Figure 4.

Effect of HPβCD treatment on Npc1^−/− microglia. (A) Representative FACS analysis of 7-week-old Npc1^+/+ and Npc1^−/− mice injected twice a week with either phosphate buffered saline (PBS) or HPβCD starting at day of life 7. Cell size (FSC-A) and granularity (SSC-A) returned toward normal in the HPβCD compared to PBS treated mutant mice. (B) IBA1 staining (green) in the cerebellum, thalamus and frontal cortex of 7-week-old Npc1^+/+ and Npc1^−/− mice treated with either PBS or HPβCD is consistent with a less activated morphology in the HPβCD treated mice.

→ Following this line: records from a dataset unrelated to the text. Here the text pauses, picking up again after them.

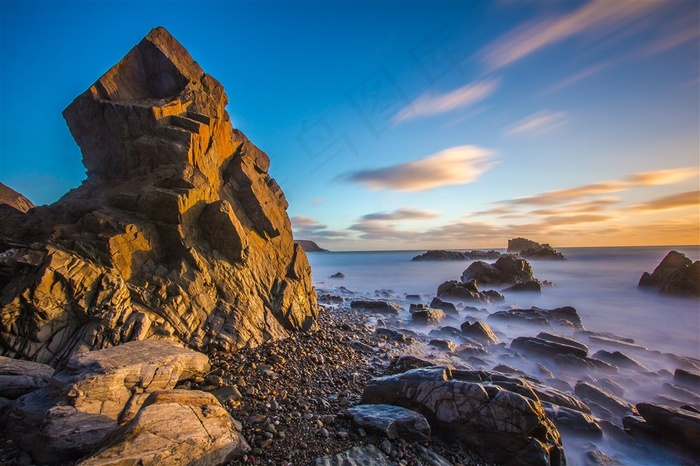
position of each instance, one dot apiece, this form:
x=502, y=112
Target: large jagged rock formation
x=177, y=233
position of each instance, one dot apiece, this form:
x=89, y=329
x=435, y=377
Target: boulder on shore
x=178, y=232
x=155, y=436
x=675, y=275
x=500, y=425
x=95, y=392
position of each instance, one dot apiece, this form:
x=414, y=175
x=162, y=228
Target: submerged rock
x=565, y=317
x=177, y=233
x=392, y=422
x=479, y=331
x=680, y=427
x=507, y=269
x=440, y=255
x=467, y=292
x=309, y=246
x=675, y=275
x=544, y=348
x=383, y=307
x=356, y=456
x=428, y=316
x=532, y=249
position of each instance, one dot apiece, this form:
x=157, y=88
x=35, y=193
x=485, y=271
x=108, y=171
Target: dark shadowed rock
x=679, y=427
x=405, y=363
x=532, y=249
x=309, y=246
x=507, y=269
x=687, y=377
x=447, y=345
x=467, y=292
x=500, y=425
x=544, y=348
x=448, y=308
x=565, y=317
x=619, y=359
x=19, y=377
x=571, y=420
x=675, y=275
x=562, y=339
x=428, y=316
x=604, y=398
x=356, y=456
x=392, y=422
x=532, y=286
x=177, y=233
x=12, y=198
x=155, y=436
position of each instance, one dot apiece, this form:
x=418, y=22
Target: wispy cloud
x=454, y=166
x=405, y=213
x=674, y=201
x=433, y=104
x=309, y=228
x=576, y=77
x=538, y=123
x=684, y=29
x=663, y=177
x=598, y=15
x=654, y=178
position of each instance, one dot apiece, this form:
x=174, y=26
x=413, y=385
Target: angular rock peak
x=12, y=198
x=178, y=232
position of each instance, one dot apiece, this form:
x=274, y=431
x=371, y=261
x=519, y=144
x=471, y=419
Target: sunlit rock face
x=177, y=233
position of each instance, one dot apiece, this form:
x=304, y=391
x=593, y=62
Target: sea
x=600, y=283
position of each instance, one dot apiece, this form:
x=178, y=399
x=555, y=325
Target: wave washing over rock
x=178, y=232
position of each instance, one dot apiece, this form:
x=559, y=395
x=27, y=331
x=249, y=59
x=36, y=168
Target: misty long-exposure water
x=601, y=283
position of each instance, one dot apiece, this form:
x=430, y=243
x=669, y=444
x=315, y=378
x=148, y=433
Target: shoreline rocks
x=309, y=246
x=442, y=255
x=508, y=269
x=675, y=275
x=502, y=426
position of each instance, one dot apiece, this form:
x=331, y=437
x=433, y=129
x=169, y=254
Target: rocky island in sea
x=165, y=299
x=309, y=246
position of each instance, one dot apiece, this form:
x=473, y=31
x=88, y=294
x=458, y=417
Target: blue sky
x=406, y=125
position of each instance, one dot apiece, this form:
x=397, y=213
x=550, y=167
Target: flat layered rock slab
x=18, y=377
x=174, y=427
x=95, y=392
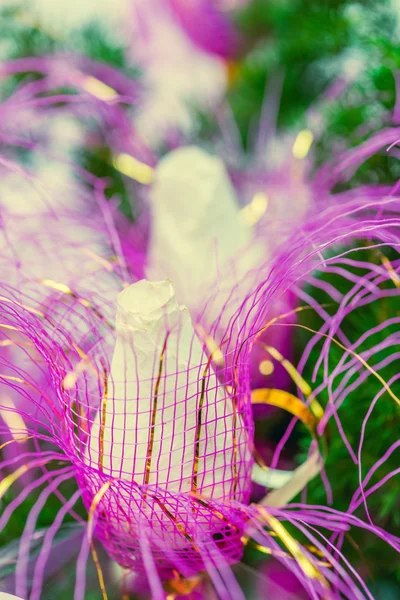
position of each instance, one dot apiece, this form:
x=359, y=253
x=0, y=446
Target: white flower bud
x=167, y=420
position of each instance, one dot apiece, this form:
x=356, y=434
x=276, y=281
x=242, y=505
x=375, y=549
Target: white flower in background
x=199, y=236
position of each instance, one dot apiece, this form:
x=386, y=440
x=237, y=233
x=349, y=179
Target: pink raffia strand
x=83, y=408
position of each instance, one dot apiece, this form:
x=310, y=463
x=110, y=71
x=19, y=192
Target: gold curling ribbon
x=293, y=547
x=290, y=403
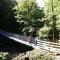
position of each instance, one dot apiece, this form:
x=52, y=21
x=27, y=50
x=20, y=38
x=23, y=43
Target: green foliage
x=7, y=20
x=29, y=15
x=43, y=32
x=3, y=55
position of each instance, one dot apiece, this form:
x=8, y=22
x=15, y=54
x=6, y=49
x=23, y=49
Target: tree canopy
x=29, y=16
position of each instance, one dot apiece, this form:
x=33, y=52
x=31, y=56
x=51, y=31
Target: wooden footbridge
x=35, y=43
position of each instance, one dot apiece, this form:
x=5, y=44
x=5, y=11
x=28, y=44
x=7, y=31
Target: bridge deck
x=49, y=46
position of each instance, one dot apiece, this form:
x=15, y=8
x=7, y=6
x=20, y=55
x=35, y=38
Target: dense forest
x=26, y=17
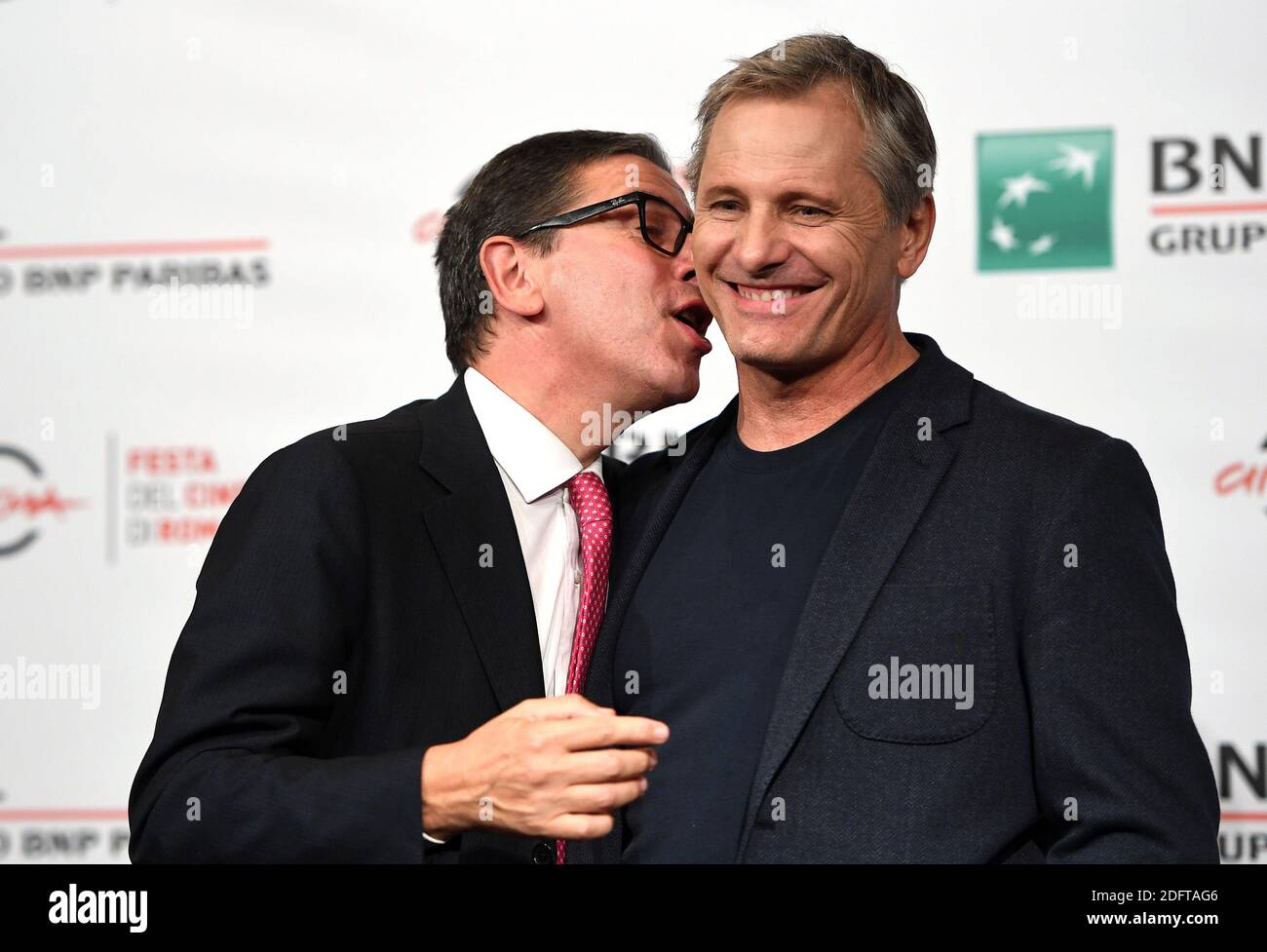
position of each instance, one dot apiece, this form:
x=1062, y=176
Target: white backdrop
x=304, y=152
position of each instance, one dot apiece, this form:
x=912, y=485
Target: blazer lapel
x=600, y=688
x=888, y=500
x=473, y=531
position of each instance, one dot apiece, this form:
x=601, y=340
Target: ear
x=916, y=232
x=507, y=271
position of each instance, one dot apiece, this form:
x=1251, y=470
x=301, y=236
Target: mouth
x=697, y=317
x=771, y=297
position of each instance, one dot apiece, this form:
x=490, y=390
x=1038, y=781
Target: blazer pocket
x=921, y=668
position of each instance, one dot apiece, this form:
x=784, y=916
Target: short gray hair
x=901, y=153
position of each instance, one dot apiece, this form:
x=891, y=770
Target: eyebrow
x=781, y=198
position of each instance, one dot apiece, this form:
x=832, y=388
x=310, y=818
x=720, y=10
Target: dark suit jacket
x=343, y=625
x=954, y=547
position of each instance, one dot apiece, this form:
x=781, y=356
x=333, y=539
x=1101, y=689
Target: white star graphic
x=1002, y=236
x=1043, y=245
x=1076, y=161
x=1018, y=189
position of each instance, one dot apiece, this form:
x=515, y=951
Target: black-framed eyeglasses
x=663, y=227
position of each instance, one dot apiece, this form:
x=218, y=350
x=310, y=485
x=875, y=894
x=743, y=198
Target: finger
x=611, y=731
x=566, y=705
x=582, y=825
x=609, y=766
x=603, y=798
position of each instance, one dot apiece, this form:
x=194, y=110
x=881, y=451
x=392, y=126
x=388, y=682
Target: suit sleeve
x=235, y=771
x=1119, y=767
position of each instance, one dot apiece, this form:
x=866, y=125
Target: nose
x=684, y=262
x=759, y=245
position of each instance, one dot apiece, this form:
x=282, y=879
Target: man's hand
x=554, y=767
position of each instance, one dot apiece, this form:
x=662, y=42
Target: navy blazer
x=982, y=532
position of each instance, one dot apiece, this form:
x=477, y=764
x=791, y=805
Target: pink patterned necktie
x=588, y=498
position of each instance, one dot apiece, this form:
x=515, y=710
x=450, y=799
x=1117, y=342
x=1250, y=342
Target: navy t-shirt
x=710, y=628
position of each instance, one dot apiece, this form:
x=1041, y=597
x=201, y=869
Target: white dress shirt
x=533, y=465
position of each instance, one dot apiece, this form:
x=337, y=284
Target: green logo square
x=1044, y=200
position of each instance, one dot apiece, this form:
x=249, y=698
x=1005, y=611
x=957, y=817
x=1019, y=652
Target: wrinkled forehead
x=619, y=174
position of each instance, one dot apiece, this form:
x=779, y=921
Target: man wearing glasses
x=394, y=621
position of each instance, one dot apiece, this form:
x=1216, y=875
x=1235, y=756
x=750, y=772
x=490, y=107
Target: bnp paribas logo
x=1044, y=200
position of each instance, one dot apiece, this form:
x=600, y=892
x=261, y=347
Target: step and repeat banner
x=215, y=233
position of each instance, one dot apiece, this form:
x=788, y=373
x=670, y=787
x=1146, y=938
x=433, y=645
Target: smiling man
x=394, y=621
x=888, y=612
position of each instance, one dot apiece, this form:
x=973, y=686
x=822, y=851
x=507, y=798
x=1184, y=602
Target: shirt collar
x=533, y=457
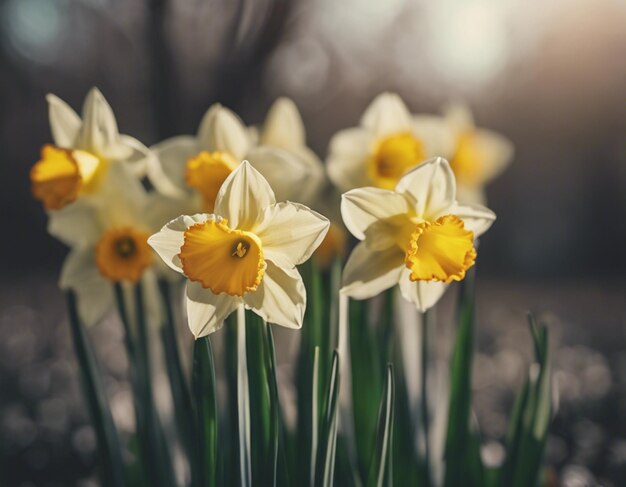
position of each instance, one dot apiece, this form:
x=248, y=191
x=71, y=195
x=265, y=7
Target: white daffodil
x=284, y=129
x=108, y=245
x=242, y=255
x=198, y=165
x=388, y=143
x=416, y=236
x=479, y=155
x=83, y=151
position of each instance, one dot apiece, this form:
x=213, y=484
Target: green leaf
x=458, y=439
x=366, y=382
x=380, y=470
x=109, y=447
x=203, y=378
x=183, y=407
x=325, y=467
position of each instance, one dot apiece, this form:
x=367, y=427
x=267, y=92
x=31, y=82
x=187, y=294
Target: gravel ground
x=46, y=439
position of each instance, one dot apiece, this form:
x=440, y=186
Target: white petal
x=386, y=115
x=168, y=241
x=285, y=172
x=476, y=218
x=436, y=134
x=363, y=206
x=290, y=233
x=347, y=158
x=99, y=133
x=431, y=186
x=280, y=298
x=94, y=293
x=368, y=273
x=76, y=224
x=283, y=126
x=173, y=154
x=424, y=294
x=206, y=311
x=64, y=122
x=470, y=195
x=243, y=197
x=222, y=130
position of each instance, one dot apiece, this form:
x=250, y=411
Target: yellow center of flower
x=62, y=174
x=206, y=172
x=440, y=251
x=222, y=259
x=467, y=162
x=122, y=254
x=392, y=157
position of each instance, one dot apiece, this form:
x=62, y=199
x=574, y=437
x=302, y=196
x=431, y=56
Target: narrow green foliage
x=458, y=437
x=530, y=420
x=366, y=382
x=261, y=445
x=204, y=473
x=406, y=466
x=325, y=466
x=109, y=447
x=381, y=464
x=183, y=407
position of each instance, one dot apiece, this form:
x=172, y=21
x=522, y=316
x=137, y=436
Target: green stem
x=180, y=392
x=426, y=318
x=243, y=401
x=109, y=448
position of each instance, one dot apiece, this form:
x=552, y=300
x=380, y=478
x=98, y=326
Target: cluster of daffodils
x=207, y=204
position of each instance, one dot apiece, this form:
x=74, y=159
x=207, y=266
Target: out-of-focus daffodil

Scale bar: 20 µm. (C) IBA1 (green), CD68 (red) double staining in the thalamus tissue from 7-week-old Npc1^+/+ and Npc1^−/− mice treated with either PBS or HPβCD demonstrates decreased microglial activation in HPβCD treated Npc1^−/− mice. Scale bar: 20 µm. (D) FACS analysis of CD11b, CX₃CR1, unesterified cholesterol and GM1 levels in microglia from Npc1^+/+ treated with PBS (red line) and from Npc1^−/− treated with either PBS (light blue shading) or HPβCD (dark blue line). (E) Total ROS production, ascertained by DCFDA staining of isolated microglia from 7-week old control and mutant mice, confirms decreased ROS in HPβCD treated mutant mice. Results are from three independent experiments with ≥3 samples per experiment. Each sample consisted of 10 000 microglial cells. (F) Microglial gene expression changes comparing Npc1^−/− mice treated with PBS (dark blue) or HPβCD (light blue) versus Npc1^+/+ injected with PBS and HPβCD. The 207 genes with padj<0.01 in both comparisons, are shown.